What else would you get for the approximate $100 a day you spend on long-day care? Photo: Getty Images
Recently I have come across many discussions about the high cost of childcare, and for a good long while I have held my tongue, but I have to say I think childcare is pretty cheap.
Well, value for money at least. What else would you get for the approximate $100 a day you spend on long-day care? A visit to the osteopath. Forty minutes with a psychologist. Dinner.
We are handing these people the responsibility for our most precious living things, sometimes for a ten-hour day. They are safe, amused, educated and, if we are really lucky, start taking an interest in toilet training. Frankly, I am surprised the issue of cost even comes up.
This is not to trivialise families who rely on childcare to make ends meet – and there are government subsidies and allowances that address this -- but a lot of those I have heard complaining are in childcare by choice. Perhaps spiraling childcare costs are a good time to question how we use this service.
Initially, my wife and I did not have a long enough discussion about our need for it. She returned to work for two days a week after both our kids turned one -- because she thought I wanted her to and because I thought she wanted to. The money helped but was not a primary factor because, once you throw multiple kids into the mix, childcare can make parents think twice about whether the cost and effort is worth it financially.
But that is a good thing. For families who have the luxury of choice I think childcare should be at a price point that makes you think twice, because I have never been able to shake the feeling that it is unnatural dropping a baby off for eight hours a day with strangers. I do it, but I have always been the soft one, the one that takes days off sick when they have the sniffles (trying to gauge whether their snot is the right shade of green to be excluded, only to turn up other days to the centre with a healthy child who has to ward off rivers of verdant mucus), the one who shuffles hours around to pick them up early if they ask in the right doe-eyed fashion. I admit I have childcare guilt.

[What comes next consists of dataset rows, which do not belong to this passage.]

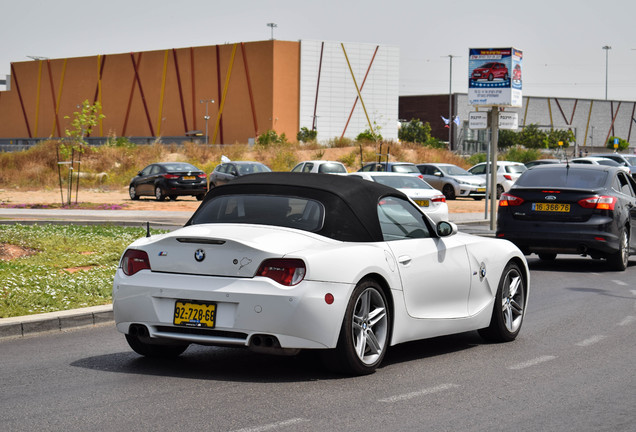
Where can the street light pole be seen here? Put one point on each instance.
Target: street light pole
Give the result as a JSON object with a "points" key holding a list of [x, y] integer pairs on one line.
{"points": [[606, 48], [450, 102], [206, 117]]}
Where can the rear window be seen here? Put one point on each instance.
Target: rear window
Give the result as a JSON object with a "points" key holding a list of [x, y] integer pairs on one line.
{"points": [[402, 182], [562, 177], [284, 211], [405, 168]]}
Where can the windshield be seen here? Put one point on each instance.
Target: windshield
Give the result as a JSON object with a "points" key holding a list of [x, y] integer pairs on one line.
{"points": [[453, 170], [406, 168], [402, 182], [284, 211], [332, 168]]}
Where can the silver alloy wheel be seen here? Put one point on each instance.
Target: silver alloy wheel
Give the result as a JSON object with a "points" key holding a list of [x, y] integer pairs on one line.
{"points": [[513, 300], [624, 248], [370, 326]]}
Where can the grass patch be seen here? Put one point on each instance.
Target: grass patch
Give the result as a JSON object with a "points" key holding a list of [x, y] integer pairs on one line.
{"points": [[67, 267]]}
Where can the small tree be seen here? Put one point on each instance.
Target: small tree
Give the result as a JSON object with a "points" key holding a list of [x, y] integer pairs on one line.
{"points": [[622, 144], [305, 135], [84, 120]]}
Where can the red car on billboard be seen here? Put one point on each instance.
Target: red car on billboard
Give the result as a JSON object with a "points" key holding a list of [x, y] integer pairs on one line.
{"points": [[490, 71]]}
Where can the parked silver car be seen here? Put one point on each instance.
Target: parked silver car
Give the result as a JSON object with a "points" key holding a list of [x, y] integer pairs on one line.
{"points": [[453, 181]]}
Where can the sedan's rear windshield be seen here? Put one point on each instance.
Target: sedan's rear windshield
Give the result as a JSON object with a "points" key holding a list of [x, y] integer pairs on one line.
{"points": [[402, 182], [284, 211], [332, 168], [562, 177]]}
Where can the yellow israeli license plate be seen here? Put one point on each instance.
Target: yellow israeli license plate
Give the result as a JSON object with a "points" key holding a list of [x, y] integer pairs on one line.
{"points": [[556, 207], [422, 203], [194, 314]]}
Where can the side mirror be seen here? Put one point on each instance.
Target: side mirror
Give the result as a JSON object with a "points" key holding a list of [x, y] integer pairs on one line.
{"points": [[445, 229]]}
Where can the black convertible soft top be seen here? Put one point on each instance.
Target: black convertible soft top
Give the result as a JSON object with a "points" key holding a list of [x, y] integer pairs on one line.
{"points": [[350, 202]]}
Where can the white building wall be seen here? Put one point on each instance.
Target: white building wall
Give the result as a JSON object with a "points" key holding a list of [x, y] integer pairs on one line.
{"points": [[336, 95]]}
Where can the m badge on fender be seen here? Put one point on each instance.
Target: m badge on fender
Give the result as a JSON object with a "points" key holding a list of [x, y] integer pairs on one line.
{"points": [[199, 255]]}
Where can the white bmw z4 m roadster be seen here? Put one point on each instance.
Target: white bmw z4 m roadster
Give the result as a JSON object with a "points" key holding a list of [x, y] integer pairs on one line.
{"points": [[284, 262]]}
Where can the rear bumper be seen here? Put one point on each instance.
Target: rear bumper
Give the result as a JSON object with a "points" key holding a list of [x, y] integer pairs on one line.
{"points": [[598, 236]]}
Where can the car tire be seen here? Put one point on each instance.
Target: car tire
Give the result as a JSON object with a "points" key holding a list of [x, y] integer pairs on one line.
{"points": [[620, 260], [365, 332], [499, 191], [155, 350], [132, 191], [449, 191], [159, 195], [509, 307], [547, 256]]}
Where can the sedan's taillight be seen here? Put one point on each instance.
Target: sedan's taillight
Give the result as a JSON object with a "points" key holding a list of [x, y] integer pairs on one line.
{"points": [[133, 261], [508, 200], [599, 202], [286, 272]]}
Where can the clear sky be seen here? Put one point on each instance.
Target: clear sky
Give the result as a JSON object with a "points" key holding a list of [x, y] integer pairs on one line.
{"points": [[561, 40]]}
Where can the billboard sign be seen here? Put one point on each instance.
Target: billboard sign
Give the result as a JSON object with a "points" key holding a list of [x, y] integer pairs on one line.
{"points": [[494, 77]]}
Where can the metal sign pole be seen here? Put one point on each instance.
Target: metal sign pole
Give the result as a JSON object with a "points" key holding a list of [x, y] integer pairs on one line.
{"points": [[494, 127]]}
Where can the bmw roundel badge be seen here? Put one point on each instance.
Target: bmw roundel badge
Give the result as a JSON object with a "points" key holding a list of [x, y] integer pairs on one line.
{"points": [[199, 255]]}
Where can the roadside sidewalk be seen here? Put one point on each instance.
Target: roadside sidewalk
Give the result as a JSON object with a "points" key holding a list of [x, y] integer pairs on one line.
{"points": [[16, 327]]}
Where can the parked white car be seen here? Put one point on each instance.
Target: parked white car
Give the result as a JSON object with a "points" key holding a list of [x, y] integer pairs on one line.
{"points": [[281, 262], [507, 174], [430, 200], [320, 166]]}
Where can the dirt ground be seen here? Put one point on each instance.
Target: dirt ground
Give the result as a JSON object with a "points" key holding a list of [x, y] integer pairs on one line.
{"points": [[17, 198]]}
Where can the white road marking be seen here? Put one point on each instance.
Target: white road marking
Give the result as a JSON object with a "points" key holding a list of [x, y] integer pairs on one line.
{"points": [[274, 426], [591, 341], [424, 392], [532, 362]]}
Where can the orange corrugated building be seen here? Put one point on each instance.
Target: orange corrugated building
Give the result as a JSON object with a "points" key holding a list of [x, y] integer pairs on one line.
{"points": [[254, 85]]}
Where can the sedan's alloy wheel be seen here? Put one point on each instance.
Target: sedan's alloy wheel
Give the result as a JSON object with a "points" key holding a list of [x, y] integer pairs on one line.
{"points": [[369, 326]]}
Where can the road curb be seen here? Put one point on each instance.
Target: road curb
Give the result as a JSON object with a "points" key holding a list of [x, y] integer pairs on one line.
{"points": [[16, 327]]}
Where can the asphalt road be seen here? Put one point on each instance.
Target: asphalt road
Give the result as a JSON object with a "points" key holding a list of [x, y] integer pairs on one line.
{"points": [[571, 369]]}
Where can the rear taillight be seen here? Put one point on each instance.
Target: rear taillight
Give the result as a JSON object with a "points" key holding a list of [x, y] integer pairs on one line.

Speaking recently to author and early childhood nurse Robin Barker for an article cemented it for me: she believes a couple of days in long-day care is fine but full-time care is not an ideal experience for a child. And it makes sense, if your kid is in full time care then over a seven-day period someone interacts with your child more than you do. At this point maybe we should be questioning the reasons behind full time childcare: is it a financial necessity, is it due to an inflexible employer, is it to keep up your skills set – or is it just to afford an iPad?
I am not buying into the mother-guilt argument here, if anything I would like to stir up some father guilt; flexibility in the workplace is enshrined in law these days, so come on dads – use it.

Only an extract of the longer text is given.